La dinámica y las contradicciones que siempre se encuentran en los procesos de cambio, que a menudo incluyen más elementos que se “arrastran” del pasado de los que sus protagonistas y sus ex...

La dinámica y las contradicciones que siempre se encuentran en los procesos de cambio, que a menudo incluyen más elementos que se “arrastran” del pasado de los que sus protagonistas y sus exégetas preferirían reconocer, han sido un tema de recurrente atracción para el conjunto de las ciencias sociales. Quienes buscan ordenar los complejos y confusos procesos históricos en función de grandes acontecimientos que producen (o son expresión) rupturas o modificaciones súbitas en términos de balance de poder tienden a enfatizar los cambios y a ignorar o menospreciar las continuidades en términos de actores, ideas, valores y formas de organización y participación política. Por el contrario, aquellos que priorizan otros aspectos (por ejemplo, geopolíticos, demográficos y culturales) suelen poner el foco en las continuidades, acotando la importancia relativa de variables que explican las conductas humanas que pudieran haber experimentado transformaciones en principio significativas. La influyente Escuela de los Annales logró hace casi un siglo resolver esta falsa contradicción: los procesos históricos son siempre complejos, ambiguos, inciertos y confusos.

Hay cuestiones que se modifican con escalofriante lentitud, mientras otras parecen morir o dejan de ser importantes de manera vertiginosa. “Todo lo que es sólido se desvanece en el aire”, afirmó en 1848 Karl Marx en su Manifiesto Comunista (y rescató a comienzos de la década de 1980 Marshall Berman en su consagrado estudio sobre la experiencia de la modernidad). “Las ideas son prisiones de larga duración”, inmortalizó Fernand Braudel, uno de los padres de los Annales. En la práctica, toda experiencia histórica combina coyunturas críticas que implican discontinuidades vertiginosas con otras realidades que se ven inmóviles o pierden ocasionalmente relevancia para, más temprano que tarde, volver a manifestarse con igual o mayor vitalidad. A menudo las ansiedades o frustraciones de los observadores contemporáneos sesgan o malinterpretan la naturaleza y la eventual perseverancia de los fenómenos que los conmueven o que, al menos, los interpelan.

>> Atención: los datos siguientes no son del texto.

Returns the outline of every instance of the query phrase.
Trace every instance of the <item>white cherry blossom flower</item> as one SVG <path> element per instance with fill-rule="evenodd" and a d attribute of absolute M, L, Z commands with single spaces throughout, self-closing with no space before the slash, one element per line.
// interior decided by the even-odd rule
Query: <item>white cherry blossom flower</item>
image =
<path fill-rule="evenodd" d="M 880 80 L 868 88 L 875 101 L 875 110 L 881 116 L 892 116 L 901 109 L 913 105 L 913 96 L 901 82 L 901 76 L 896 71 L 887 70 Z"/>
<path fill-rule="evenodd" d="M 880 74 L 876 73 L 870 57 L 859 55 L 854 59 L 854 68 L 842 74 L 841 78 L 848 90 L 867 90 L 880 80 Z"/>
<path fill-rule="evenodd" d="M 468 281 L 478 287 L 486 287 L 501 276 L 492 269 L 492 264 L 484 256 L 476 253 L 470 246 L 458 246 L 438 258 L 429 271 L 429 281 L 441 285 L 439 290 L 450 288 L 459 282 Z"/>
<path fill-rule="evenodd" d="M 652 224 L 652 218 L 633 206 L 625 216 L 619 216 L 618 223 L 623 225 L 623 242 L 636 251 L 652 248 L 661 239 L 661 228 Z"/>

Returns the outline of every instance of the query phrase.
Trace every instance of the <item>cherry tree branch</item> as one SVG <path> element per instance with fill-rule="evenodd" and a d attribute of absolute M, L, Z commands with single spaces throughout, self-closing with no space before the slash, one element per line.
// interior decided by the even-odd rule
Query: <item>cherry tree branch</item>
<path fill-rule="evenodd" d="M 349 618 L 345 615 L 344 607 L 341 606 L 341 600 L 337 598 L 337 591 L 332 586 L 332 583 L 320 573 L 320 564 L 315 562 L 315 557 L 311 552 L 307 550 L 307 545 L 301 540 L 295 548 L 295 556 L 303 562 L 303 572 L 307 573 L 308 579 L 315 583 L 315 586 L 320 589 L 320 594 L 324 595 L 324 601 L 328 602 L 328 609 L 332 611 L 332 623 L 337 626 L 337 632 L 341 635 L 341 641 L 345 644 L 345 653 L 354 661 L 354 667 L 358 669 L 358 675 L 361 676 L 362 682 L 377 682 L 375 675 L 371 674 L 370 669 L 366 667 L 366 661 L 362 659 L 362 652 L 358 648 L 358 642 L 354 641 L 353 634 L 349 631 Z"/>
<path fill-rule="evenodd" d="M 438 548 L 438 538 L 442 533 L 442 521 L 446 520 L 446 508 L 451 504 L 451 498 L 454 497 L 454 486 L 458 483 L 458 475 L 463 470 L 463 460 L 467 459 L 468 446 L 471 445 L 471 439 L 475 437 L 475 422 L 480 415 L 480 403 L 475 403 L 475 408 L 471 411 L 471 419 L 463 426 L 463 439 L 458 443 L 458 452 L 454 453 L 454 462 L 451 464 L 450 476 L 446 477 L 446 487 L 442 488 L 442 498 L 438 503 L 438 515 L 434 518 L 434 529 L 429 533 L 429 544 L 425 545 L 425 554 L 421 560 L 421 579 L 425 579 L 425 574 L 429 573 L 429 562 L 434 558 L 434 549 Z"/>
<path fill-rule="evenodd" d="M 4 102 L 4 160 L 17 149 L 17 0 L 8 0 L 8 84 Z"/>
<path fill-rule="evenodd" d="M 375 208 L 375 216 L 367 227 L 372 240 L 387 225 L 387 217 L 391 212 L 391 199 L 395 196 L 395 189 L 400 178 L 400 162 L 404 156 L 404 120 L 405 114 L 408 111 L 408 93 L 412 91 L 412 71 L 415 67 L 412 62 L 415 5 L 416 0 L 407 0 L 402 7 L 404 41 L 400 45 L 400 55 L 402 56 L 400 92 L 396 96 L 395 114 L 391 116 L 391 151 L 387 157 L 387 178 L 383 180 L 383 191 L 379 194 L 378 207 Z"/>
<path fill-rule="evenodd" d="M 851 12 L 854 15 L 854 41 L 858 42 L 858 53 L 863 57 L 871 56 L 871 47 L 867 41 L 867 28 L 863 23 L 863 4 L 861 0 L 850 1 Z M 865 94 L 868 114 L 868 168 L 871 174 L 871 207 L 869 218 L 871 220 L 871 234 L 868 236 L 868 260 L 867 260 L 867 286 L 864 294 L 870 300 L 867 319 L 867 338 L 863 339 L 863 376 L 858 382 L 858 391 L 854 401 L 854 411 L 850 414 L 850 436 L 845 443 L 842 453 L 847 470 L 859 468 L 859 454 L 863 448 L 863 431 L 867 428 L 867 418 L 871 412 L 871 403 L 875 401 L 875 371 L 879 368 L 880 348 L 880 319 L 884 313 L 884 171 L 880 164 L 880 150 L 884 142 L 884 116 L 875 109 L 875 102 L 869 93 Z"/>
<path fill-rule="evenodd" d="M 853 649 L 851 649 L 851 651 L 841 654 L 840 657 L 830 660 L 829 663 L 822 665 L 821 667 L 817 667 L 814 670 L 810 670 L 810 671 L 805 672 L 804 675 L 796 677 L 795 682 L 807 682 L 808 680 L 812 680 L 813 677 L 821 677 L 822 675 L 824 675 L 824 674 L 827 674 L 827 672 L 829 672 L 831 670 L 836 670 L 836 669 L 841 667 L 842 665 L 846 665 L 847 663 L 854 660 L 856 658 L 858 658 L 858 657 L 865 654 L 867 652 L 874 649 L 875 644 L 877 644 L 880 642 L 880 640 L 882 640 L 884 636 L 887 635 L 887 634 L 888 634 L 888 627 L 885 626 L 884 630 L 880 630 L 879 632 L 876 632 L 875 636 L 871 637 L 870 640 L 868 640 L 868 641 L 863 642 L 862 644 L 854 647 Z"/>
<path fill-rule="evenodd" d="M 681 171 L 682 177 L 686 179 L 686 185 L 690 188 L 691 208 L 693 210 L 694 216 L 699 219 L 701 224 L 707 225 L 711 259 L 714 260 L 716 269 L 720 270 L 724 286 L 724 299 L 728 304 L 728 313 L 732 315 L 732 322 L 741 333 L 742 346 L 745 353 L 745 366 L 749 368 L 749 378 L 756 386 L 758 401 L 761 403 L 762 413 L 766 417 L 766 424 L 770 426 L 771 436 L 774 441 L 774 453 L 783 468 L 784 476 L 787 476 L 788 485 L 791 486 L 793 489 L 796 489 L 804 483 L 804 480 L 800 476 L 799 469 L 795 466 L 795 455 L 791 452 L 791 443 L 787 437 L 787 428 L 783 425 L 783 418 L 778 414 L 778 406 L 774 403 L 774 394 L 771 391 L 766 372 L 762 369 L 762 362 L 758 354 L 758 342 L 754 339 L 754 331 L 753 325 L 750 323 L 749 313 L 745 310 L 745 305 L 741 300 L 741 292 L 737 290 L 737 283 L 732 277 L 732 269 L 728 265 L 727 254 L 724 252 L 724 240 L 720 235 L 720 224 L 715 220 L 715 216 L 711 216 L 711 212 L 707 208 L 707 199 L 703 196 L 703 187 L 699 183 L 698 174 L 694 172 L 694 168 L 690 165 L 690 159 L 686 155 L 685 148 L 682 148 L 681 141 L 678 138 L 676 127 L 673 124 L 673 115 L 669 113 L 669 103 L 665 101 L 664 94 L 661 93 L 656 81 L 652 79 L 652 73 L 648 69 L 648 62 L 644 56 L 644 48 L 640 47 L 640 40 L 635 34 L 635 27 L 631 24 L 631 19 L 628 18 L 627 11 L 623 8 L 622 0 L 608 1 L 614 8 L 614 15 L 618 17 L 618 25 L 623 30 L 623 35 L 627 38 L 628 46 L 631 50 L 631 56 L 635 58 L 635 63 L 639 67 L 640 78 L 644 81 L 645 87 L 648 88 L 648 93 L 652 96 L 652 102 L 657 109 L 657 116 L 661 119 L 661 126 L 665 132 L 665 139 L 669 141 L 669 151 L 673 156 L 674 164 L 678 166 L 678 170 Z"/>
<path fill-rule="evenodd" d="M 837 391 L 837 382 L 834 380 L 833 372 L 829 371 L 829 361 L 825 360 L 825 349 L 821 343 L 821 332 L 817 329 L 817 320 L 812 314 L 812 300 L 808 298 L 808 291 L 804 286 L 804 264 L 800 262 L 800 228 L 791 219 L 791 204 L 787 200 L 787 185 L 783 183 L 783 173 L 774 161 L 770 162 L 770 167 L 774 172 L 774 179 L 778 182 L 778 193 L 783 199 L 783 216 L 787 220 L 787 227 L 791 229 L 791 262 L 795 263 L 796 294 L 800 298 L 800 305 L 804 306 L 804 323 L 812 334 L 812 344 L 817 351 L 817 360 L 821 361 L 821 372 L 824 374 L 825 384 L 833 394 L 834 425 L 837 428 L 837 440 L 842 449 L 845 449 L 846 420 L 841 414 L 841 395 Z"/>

Uno de los casos más flagrantes consiste en confundir una modificación de preferencias circunstancial de un segmento importante de la sociedad con un deseado o aspiracional “cambio cultural”. Ocurrió en torno al triunfo de Mauricio Macri en 2015 y podría repetirse ahora frente a la irrupción del “fenómeno” Milei. La hipótesis es muy sencilla: un éxito electoral puntual se interpreta como el resultado o efecto de un cambio previo y perdurable de valores y prioridades por parte de un núcleo al menos mínimamente mayoritario de ciudadanos, que en teoría se dispone a rechazar de manera tajante a los actores (líderes, partidos, sindicatos, organizaciones sociales) que defienden “el antiguo régimen”. De este modo, los comportamientos electorales tienden a ser estables porque ese supuesto cambio “permanente” precede y explica una suerte de modificación del “mapa cognitivo” del votante. Esto lleva a cometer errores de diagnóstico (recordar el contexto previo a las ahora denigradas PASO de 2019) y a subestimar aspectos de la gestión con el potencial de generar costos políticos significativos: si uno creyera, con una mezcla de voluntarismo y resignación, que “el pueblo” o “la gente” sostiene sus prioridades o valores a lo largo del tiempo al margen de las decisiones de los gobiernos, la suerte de los procesos electorales estaría echada antes de que se sustancien. Esto no solo no se sostiene: los actores que defienden esa hipótesis desconfían de su capacidad para explicar conductas. ¿Para qué, entonces, gastar fortunas en sondeos de opinión pública o grupos de foco? ¿Qué sentido tendría influir en la conversación pública, en especial en las redes sociales?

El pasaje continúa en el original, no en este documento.